How to Calculate Variance
Learn how to calculate population and sample variance step by step. Understand the variance formula, why we divide by n−1 for samples, and how variance relates to standard deviation.
What Is Variance?
Variance measures the average squared deviation of each data point from the mean, quantifying how spread out the values in a dataset are. A small variance indicates the data points are clustered closely around the mean; a large variance indicates they are widely dispersed. Variance is the foundational concept behind standard deviation, linear regression, ANOVA, and many other statistical methods.
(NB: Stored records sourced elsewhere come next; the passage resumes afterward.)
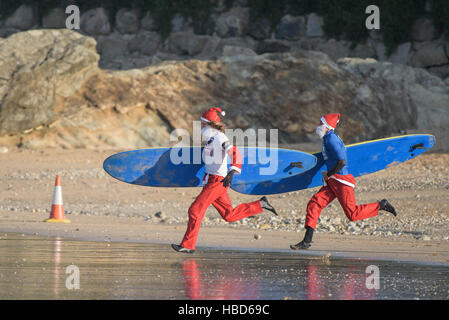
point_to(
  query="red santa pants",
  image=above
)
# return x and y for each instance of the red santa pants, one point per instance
(216, 194)
(345, 195)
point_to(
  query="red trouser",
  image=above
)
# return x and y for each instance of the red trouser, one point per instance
(345, 195)
(216, 194)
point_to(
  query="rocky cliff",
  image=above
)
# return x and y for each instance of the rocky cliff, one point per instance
(53, 94)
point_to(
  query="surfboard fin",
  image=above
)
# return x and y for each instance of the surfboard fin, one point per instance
(417, 146)
(297, 164)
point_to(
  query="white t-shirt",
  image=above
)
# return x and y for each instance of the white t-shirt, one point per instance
(215, 152)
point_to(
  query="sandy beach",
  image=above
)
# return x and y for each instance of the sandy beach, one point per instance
(103, 209)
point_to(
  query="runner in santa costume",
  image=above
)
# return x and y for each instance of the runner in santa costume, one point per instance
(215, 154)
(338, 183)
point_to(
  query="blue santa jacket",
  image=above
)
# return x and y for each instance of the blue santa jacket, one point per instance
(333, 151)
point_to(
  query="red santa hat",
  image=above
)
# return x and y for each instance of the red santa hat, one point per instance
(330, 120)
(213, 114)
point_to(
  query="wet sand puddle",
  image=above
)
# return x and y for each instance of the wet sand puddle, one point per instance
(34, 267)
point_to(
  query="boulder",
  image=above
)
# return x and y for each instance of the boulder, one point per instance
(291, 28)
(260, 29)
(52, 93)
(145, 42)
(429, 54)
(181, 24)
(55, 19)
(147, 22)
(233, 23)
(364, 50)
(401, 54)
(229, 51)
(23, 18)
(127, 20)
(273, 45)
(95, 22)
(186, 43)
(423, 29)
(37, 68)
(314, 26)
(112, 47)
(335, 49)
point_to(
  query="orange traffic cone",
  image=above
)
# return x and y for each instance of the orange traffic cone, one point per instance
(57, 208)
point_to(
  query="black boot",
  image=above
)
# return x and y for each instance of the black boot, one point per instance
(386, 206)
(266, 205)
(301, 245)
(181, 249)
(306, 243)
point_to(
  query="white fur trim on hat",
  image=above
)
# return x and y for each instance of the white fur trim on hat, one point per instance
(326, 124)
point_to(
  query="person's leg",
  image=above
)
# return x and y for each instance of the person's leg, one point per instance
(196, 212)
(346, 197)
(318, 202)
(224, 207)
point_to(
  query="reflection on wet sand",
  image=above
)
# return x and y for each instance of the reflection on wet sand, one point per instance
(34, 268)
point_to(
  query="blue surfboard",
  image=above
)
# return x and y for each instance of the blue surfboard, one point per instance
(183, 167)
(363, 158)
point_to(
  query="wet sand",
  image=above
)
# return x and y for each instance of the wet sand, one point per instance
(34, 267)
(136, 229)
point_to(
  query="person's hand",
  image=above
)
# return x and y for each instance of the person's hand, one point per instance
(228, 179)
(325, 177)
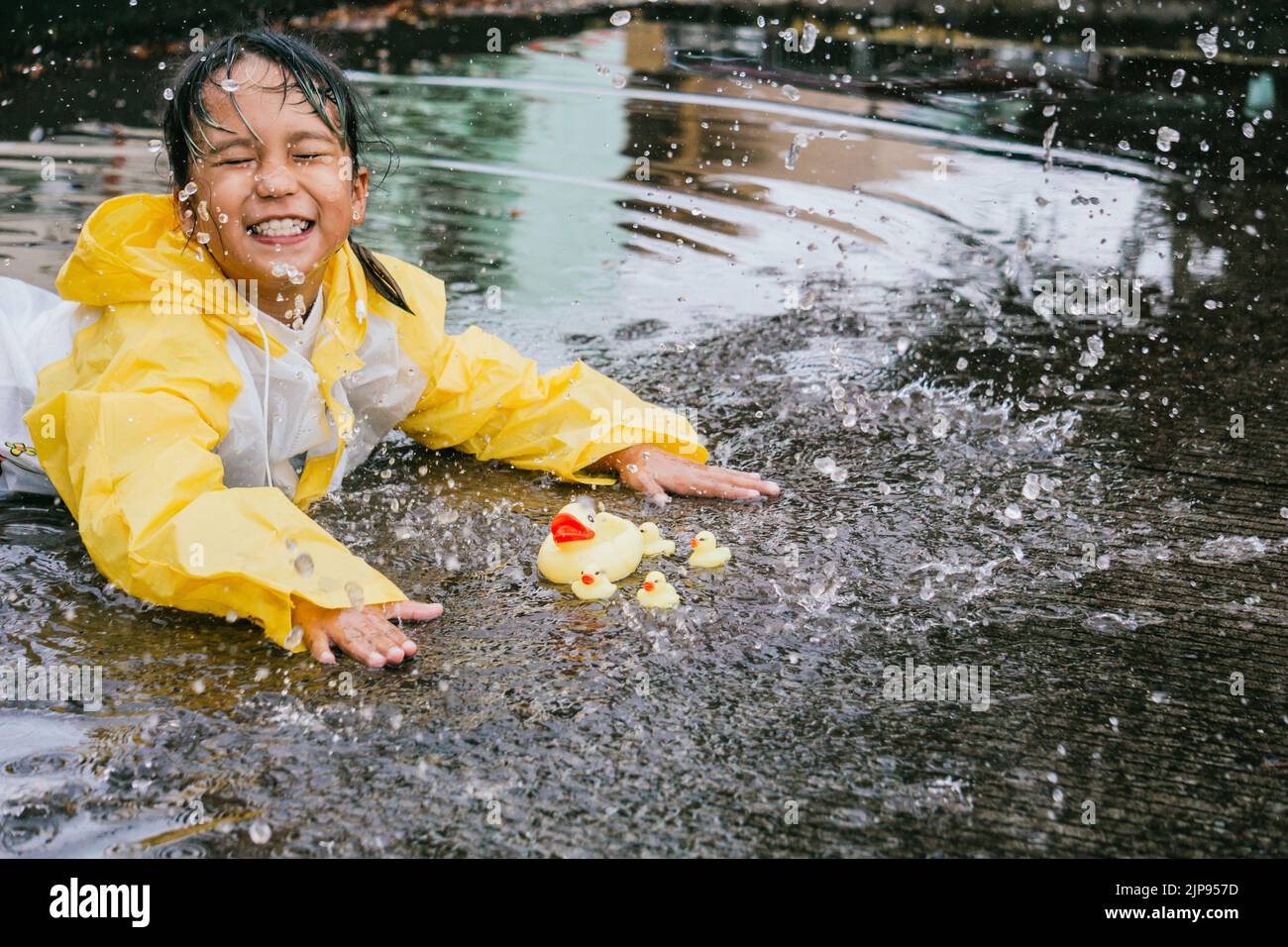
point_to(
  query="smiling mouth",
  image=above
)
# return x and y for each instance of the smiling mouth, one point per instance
(279, 228)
Population Variance Formula
When you have data for the entire population, the population variance is: σ² = Σ(xᵢ − μ)² / N, where N is the population size and μ is the population mean. Every data point's squared deviation from the mean is summed and then divided by the total number of values. The result σ² is in squared units of the original variable (e.g., square meters if x is in meters).
Sample Variance Formula
When working with a sample drawn from a larger population, the sample variance is: s² = Σ(xᵢ − x̄)² / (n − 1), where n is the sample size and x̄ is the sample mean. Dividing by n−1 instead of n is called Bessel's correction. It corrects for the bias that arises because the sample mean x̄ is used as an estimate of μ, which slightly underestimates the true spread when dividing by n.
Step-by-Step Calculation
Step 1: Calculate the mean x̄ = (Σxᵢ) / n. Step 2: Subtract the mean from each value to get the deviations: (xᵢ − x̄). Step 3: Square each deviation: (xᵢ − x̄)². Step 4: Sum all the squared deviations: Σ(xᵢ − x̄)². Step 5: Divide by n−1 for sample variance (or N for population variance). The result is s² (or σ²).
Worked Example
Dataset: [4, 8, 6, 5, 3, 2, 8, 9, 2, 5]. Mean x̄ = 52/10 = 5.2. Squared deviations: (4−5.2)² = 1.44, (8−5.2)² = 7.84, (6−5.2)² = 0.64, (5−5.2)² = 0.04, (3−5.2)² = 4.84, (2−5.2)² = 10.24, (8−5.2)² = 7.84, (9−5.2)² = 14.44, (2−5.2)² = 10.24, (5−5.2)² = 0.04. Sum = 57.6. Sample variance s² = 57.6 / 9 ≈ 6.40. Standard deviation s ≈ 2.53.
Variance vs. Standard Deviation
Standard deviation is simply the square root of variance: σ = √σ² (population) or s = √s² (sample). Standard deviation is expressed in the same units as the original data, making it easier to interpret than variance. For example, if heights are measured in centimeters, the standard deviation is in centimeters, while variance is in cm². Most practical reporting uses standard deviation, but variance is essential for mathematical derivations such as ANOVA and regression.
Properties and Uses of Variance
Variance is additive for independent random variables: Var(X + Y) = Var(X) + Var(Y) when X and Y are independent. This property underpins the derivation of standard errors and the sampling distribution of the mean. Variance is used in portfolio theory to measure financial risk, in ANOVA to decompose sources of variation in an experiment, and as the loss function in mean squared error (MSE) for regression models.